Well, you can probably attribute it to slick salesmanship and ambition. This requires a little bit of history. Mark Rolfing, a TV golf commentator and marketer from Hawaii, first floated the concept of 27 into 18 in 2015 while convalescing at the U of C hospitals. He then contacted Park District CEO Mike Kelly and proposed a course for Chicago along the lake front that in his words would be “world class”. Before much more happened Rolfing secured a $100,000 plus consulting contract to determine if the project was feasible. Rolfing later came back to the Park District essentially saying that, “ yeah” we can do this. Now that’s salesmanship. Then CEO Kelly went straight to Chicago mayor Rahm Emanuel extolling the virtues of Rolfing’s project and the game was on. Has there even been a Chicago politician who wasn’t fascinated by a bright, shiny (read expensive) special project?

Rolfing initially contacted Coore & Crenshaw but the firm quickly withdrew not wanting to get involved with what would obviously be a very political project. Then the emails starting flying around city hall and it wasn’t long before President Obama became involved. Once he heard of Rolfing’s project he said, I want Tiger. And that’s how TGR Design got the contract to take 27 and make it into 18 golf holes.

And the sales job continued. Kelly, Rolfing and Emanuel have touted the new golf course as an economic engine for the south side. They say the new course will bring in jobs, and other growth to the neighborhood. But they have not explained or documented how or how much the course will bring to the southside. And how much more will this fancy course cost to run and maintain? No answers. You would think that for a project estimated to cost $60M that someone would want to know if this all makes sense.

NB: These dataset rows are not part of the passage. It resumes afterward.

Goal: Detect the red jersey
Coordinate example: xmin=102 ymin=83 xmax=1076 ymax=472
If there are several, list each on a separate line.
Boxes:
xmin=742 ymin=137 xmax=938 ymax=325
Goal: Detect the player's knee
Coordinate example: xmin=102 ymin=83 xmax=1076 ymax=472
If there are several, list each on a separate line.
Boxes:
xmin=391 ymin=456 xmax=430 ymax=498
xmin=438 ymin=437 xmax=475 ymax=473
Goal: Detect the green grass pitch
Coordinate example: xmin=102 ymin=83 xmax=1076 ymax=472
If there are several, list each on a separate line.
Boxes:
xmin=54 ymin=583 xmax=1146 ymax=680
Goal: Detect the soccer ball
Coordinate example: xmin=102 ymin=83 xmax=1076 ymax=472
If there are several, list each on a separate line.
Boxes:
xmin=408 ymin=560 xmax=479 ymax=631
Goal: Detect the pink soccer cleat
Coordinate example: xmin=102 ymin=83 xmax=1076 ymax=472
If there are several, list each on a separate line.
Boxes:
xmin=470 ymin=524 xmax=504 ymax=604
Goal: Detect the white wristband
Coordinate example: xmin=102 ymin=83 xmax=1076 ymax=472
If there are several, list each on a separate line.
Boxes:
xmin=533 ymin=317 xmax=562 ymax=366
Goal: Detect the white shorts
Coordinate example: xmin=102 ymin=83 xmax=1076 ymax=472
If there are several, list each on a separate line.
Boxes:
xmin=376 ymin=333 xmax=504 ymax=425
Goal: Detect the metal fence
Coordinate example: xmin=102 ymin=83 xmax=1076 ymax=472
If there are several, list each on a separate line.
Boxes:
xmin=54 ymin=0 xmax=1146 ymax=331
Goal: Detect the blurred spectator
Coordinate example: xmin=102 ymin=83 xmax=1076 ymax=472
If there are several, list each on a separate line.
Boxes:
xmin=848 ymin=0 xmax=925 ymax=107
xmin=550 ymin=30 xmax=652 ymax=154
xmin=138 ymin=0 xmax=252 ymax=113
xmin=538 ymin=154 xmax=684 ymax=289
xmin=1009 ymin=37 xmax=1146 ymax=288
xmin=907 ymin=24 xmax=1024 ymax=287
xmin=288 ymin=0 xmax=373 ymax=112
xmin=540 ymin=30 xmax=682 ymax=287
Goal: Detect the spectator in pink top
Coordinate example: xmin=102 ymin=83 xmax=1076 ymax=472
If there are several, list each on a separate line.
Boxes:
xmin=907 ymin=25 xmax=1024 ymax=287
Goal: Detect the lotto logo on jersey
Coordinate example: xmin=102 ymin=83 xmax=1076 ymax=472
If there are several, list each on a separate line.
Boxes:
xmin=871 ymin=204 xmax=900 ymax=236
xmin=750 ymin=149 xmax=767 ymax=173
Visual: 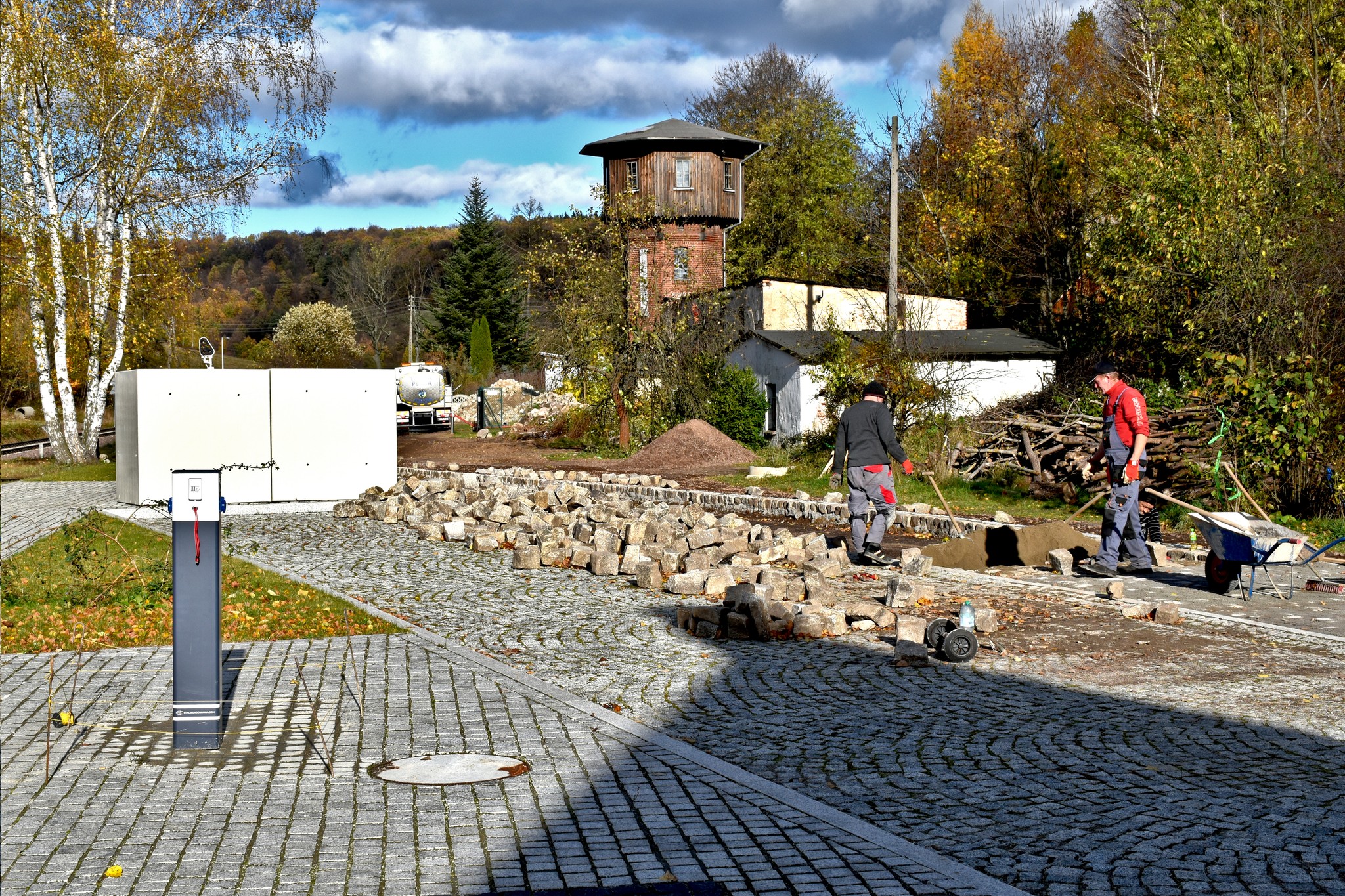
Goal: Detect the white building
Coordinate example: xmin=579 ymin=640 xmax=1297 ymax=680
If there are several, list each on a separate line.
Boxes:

In August 2018 Chicago Tribune columnist and amateur golfer, Eric Zorn considered the $60M price tag and suggested that the Park District re-think their plans and take a  mulligan. Zorn pointed out that that other  architects with experience in renovating municipal golf courses suggested that for $3-5M the existing courses could be refreshed and enhanced This seems like a common-sense alternative. But until people start demanding common sense explanations judgment should be withheld.

Finally, Tom Doak is a really good golf course architect. Of his twenty-three original designs he has five courses in the Top 100 of golf courses in the world as rated by Golf Magazine. And he has eight American courses in the Top 100 as rated by Golfweek, including spots at #2,4,5,and 7! No one can top that. Tiger Woods has just begun his golf design business and so it isn’t surprising that none of his designs can match Doak’s record.

When Tiger started his pro golf career he was savvy. Even with his tremendous talents he knew he needed as much knowledge as possible. So, he sought out such legends as Jack Nicklaus and Arnold Palmer to pick their brains about succeeding on the PGA Tour. It’s too bad he didn’t talk to Doak before he put his hands on JP and SS courses.